L’Association canadienne de l’industrie de la chimie soutient la loi sur le retour au travail du gouvernement fédéral, exigeant la nomination d’un arbitre afin de mettre un terme au conflit entre Chemin de fer Canadien Pacifique et ses 4 800 employés en grève.

Les compagnies membres de l’ACIC ont besoin du transport ferroviaire pour expédier plus de 70 pour cent de leurs produits, et la grève chez CP les empêche de livrer ces produits aux marchés. Si la grève devait continuer, certaines usines devraient réduire leur production d’ici la fin de la semaine.

L’ACIC estime que la grève de 2007 a coûté aux compagnies chimiques – et à l’économie canadienne – quelque 200 millions de dollars.
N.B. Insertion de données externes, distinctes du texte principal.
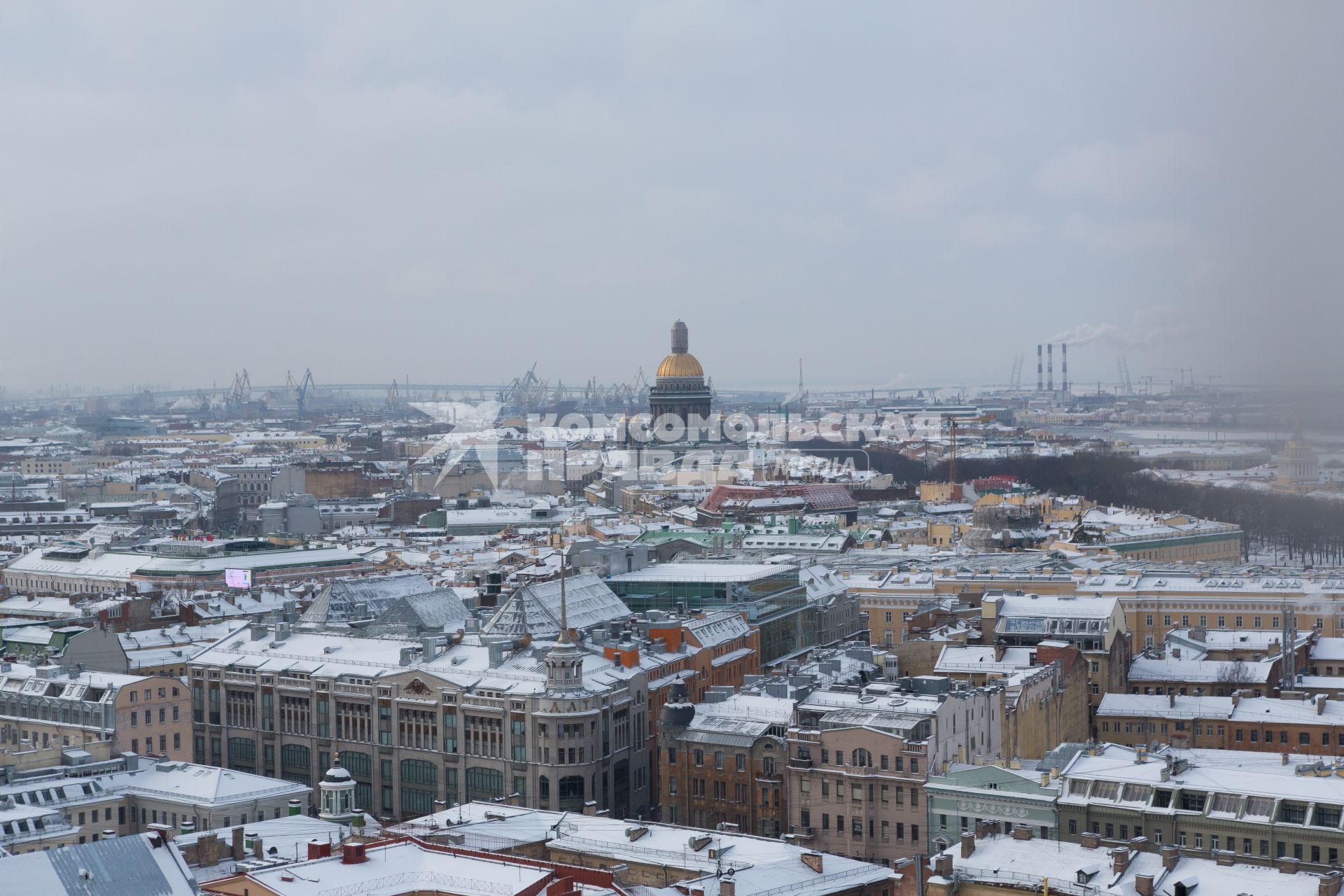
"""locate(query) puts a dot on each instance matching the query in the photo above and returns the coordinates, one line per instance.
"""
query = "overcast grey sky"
(895, 192)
Quand une usine ne peut pas livrer ses produits sur le marché, les conséquences peuvent se faire ressentir dans toute l’économie, dans des secteurs comme l’énergie, le logement, l’automobile, les pâtes et papiers, et les produits de consommation – qui ont tous besoin de produits chimiques. Il peut également y avoir des conséquences pour la santé et la sécurité, de nombreuses municipalités ayant besoin des produits chimiques pour traiter leur eau.

Le 22 mai 2012, le président de l’ACIC Richard Paton a écrit à la ministre du Travail Lisa Raitt, la pressant de mettre rapidement un terme à la grève chez CP. La loi sur le retour au travail du gouvernement est une réponse appropriée à l’appel à l’action de l’industrie de la chimie. Elle atténuera les pertes économiques et préviendra les atteintes à la réputation du Canada comme lien fiable des chaînes d’approvisionnement mondiales.